Il pianeta terra è malato. L’uomo in quest’ultimo secolo, anzi negli ultimi 50 anni, è all’origine della sua malattia, ma nel contempo è riuscito a elaborare una diagnosi. Perfetto. Ora passiamo alla cura. La terapia per evitare aggravi (si noti bene: non per ristabilirlo) dovrebbe essere tempestiva e qui abbiamo il primo scoglio, poiché i 196 paesi che siedono alle conferenze sui cambiamenti climatici non la pensano allo stesso modo: ci sono paesi come gli Stati Uniti che non vogliono sacrificare il loro benessere e la loro crescita economica per alcun motivo al mondo, ci sono altri paesi che solo recentemente hanno conosciuto un trend di sviluppo e certo non vogliono rinunciare accusando i paesi già sviluppati di aver portato il pianeta a queste estreme conseguenze; tutto ciò si traduce in una serie di dichiarazioni accademiche d’intenti senza alcun reale riscontro decisionale e tanto meno operativo.

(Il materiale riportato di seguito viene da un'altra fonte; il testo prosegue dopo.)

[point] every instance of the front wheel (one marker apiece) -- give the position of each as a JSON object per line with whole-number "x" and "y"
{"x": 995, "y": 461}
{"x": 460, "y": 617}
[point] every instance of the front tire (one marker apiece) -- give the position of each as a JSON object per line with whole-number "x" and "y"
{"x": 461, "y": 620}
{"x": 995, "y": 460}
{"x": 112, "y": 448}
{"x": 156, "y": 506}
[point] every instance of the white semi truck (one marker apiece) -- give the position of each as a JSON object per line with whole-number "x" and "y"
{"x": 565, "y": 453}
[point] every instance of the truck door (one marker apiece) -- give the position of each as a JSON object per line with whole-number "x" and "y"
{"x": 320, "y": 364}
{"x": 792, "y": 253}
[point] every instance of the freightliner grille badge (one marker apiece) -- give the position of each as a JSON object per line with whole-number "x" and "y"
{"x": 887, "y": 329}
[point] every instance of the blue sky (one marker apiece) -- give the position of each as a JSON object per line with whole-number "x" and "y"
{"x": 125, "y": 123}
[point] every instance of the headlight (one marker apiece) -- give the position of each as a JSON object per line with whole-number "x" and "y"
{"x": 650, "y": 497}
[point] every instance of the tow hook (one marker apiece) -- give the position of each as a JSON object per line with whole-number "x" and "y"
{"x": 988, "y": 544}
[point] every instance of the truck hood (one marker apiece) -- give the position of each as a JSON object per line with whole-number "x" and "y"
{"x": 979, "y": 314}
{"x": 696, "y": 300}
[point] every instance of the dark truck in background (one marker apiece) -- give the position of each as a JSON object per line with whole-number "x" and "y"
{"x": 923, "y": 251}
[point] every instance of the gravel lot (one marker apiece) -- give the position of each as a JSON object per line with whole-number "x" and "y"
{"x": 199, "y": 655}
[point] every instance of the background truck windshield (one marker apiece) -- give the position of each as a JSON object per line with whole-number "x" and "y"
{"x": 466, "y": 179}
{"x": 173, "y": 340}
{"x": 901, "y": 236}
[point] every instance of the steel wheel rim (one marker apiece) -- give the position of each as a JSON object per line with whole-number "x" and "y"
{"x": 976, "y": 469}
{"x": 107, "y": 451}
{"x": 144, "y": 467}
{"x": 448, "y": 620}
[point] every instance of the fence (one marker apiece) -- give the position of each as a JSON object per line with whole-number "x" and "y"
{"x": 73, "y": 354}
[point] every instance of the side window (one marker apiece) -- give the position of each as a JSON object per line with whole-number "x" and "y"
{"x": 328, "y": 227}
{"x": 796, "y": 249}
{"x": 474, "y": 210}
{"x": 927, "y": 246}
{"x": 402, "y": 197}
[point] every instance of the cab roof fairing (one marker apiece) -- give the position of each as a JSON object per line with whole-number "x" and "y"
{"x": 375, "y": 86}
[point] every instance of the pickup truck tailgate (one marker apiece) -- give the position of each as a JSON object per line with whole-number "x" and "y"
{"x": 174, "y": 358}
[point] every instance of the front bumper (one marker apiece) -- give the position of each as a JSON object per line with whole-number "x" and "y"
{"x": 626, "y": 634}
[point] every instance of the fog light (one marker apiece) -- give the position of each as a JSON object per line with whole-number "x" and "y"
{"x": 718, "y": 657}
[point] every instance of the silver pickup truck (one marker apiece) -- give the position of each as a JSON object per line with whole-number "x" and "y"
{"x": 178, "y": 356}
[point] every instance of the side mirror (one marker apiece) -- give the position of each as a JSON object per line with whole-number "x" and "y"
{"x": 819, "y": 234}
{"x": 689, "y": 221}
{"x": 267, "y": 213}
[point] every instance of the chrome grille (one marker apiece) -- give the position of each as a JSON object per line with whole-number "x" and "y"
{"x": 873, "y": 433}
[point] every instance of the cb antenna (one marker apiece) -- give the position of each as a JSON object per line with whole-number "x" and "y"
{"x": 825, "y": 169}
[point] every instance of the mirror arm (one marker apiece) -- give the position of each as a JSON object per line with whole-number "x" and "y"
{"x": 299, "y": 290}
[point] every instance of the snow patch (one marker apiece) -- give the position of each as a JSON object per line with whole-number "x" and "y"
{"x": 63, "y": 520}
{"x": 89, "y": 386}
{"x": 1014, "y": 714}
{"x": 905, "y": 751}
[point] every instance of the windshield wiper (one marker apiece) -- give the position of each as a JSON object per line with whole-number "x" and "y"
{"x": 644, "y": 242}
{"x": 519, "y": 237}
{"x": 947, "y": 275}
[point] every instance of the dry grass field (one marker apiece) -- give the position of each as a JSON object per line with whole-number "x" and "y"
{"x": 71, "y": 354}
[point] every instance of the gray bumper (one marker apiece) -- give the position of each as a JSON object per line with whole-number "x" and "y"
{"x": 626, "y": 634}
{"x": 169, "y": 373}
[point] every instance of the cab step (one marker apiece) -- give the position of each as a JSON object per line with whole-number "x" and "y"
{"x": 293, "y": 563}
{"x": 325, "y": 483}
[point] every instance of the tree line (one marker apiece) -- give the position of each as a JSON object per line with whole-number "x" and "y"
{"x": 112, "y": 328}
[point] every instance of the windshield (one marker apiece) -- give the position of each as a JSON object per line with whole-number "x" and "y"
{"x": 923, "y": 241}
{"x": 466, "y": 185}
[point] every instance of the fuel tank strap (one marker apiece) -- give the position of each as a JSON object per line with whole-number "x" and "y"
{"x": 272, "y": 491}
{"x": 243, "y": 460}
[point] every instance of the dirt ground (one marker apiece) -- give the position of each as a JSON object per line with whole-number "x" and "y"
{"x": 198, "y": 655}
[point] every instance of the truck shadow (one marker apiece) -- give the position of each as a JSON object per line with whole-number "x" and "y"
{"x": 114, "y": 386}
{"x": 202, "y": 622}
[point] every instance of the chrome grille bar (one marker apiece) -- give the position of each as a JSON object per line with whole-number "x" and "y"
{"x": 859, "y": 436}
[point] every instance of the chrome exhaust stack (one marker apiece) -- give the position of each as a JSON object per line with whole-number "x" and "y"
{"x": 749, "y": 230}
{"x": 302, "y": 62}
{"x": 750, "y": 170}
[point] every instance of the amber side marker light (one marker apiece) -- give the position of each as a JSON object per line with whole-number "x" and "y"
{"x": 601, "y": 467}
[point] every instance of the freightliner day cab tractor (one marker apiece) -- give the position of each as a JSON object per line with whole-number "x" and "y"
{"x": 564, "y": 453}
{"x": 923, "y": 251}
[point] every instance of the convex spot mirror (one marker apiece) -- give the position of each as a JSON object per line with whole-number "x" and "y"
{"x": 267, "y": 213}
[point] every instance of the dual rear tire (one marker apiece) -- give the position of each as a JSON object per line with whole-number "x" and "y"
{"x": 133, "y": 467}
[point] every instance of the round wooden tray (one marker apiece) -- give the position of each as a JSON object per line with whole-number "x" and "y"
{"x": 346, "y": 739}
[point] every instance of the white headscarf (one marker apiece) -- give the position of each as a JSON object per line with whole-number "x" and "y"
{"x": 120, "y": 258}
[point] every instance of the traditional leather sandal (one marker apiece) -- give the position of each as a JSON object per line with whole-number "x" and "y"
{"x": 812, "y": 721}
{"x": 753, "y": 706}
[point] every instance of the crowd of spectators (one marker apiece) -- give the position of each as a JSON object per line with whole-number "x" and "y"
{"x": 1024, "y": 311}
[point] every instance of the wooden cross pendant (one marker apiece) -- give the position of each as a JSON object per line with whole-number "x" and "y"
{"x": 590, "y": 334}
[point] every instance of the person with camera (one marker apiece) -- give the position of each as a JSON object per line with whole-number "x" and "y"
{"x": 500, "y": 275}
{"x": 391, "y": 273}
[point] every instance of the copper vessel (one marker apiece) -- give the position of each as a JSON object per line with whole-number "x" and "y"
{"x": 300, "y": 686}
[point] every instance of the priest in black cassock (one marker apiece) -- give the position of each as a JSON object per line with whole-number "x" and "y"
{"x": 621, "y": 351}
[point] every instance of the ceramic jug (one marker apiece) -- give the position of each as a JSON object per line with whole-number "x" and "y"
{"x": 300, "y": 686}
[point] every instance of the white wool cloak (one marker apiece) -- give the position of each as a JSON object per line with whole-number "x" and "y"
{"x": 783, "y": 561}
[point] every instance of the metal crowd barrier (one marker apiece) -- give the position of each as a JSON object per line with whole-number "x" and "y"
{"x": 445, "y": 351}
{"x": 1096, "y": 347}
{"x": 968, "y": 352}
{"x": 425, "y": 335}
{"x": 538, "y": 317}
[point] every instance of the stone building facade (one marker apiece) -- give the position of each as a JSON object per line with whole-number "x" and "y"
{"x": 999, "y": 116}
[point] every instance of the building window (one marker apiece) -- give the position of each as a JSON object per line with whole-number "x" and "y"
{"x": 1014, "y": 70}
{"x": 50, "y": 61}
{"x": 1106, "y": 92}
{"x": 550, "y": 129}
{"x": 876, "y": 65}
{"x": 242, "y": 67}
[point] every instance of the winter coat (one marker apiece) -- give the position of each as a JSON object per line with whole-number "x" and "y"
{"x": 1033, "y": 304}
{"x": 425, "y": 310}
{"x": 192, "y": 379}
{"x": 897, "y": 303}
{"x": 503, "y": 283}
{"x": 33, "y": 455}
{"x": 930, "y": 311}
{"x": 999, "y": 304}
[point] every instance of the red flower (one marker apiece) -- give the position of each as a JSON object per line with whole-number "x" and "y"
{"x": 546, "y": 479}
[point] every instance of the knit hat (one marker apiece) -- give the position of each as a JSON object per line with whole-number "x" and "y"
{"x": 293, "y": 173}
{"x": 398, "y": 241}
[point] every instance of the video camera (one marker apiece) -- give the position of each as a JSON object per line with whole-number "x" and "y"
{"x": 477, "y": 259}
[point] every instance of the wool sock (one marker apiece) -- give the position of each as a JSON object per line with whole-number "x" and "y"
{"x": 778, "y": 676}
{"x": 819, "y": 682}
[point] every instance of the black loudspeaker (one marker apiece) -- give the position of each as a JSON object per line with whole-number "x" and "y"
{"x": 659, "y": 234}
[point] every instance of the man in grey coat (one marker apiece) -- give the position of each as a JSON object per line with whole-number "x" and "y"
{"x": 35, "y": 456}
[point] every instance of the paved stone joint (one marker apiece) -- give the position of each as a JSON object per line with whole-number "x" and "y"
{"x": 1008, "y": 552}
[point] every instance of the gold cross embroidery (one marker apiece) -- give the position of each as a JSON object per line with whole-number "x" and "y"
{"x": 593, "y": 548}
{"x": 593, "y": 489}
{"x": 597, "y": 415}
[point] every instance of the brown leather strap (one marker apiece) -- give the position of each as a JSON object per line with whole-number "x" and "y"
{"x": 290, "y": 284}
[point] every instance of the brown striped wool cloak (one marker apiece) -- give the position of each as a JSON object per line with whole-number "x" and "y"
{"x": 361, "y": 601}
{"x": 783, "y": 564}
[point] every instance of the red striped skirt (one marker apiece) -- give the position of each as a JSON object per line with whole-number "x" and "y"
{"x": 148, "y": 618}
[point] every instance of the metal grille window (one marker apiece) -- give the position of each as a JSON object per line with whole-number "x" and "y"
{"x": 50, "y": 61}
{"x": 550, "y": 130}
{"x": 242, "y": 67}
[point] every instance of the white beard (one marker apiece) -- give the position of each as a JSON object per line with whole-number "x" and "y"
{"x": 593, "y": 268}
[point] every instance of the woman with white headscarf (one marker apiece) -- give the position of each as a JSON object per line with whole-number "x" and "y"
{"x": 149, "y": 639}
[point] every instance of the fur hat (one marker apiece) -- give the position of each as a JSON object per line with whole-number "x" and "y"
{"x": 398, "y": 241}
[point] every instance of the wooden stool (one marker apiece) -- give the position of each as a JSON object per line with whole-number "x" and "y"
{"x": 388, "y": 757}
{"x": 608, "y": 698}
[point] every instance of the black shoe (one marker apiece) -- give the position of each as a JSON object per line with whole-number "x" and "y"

Eppure le cure ci sarebbero, a partire da un abbattimento dei combustibili fossili e un uso massiccio di energie rinnovabili, un minor spreco delle risorse del pianeta, maggior investimento anche tecnologico nella ricerca di soluzioni ecocompatibili e infine, cosa non da poco, una nuova “forma mentis”: la rinuncia alla corsa forsennata al consumo e al superfluo e la cognizione che ogni cosa possa e debba essere riciclabile e riutilizzabile, come facevano i nostri nonni.
Tutto questo è una sfida epocale, di civiltà, tecnologica ma anche etica, se non fosse perché noi abitiamo il pianeta terra ma, come si suole dire, non è di nostra proprietà, siamo di passaggio e dobbiamo lasciarlo ai nostri figli, ai nostri nipoti, alle future generazioni e non possiamo consumarne tutte le risorse e ridurlo a una discarica.
Riuscirà l’homo Sapiens a invertire la tendenza e, soprattutto, a farlo in tempi brevi? È proprio il caso di dirlo: ai posteri l’ardua sentenza.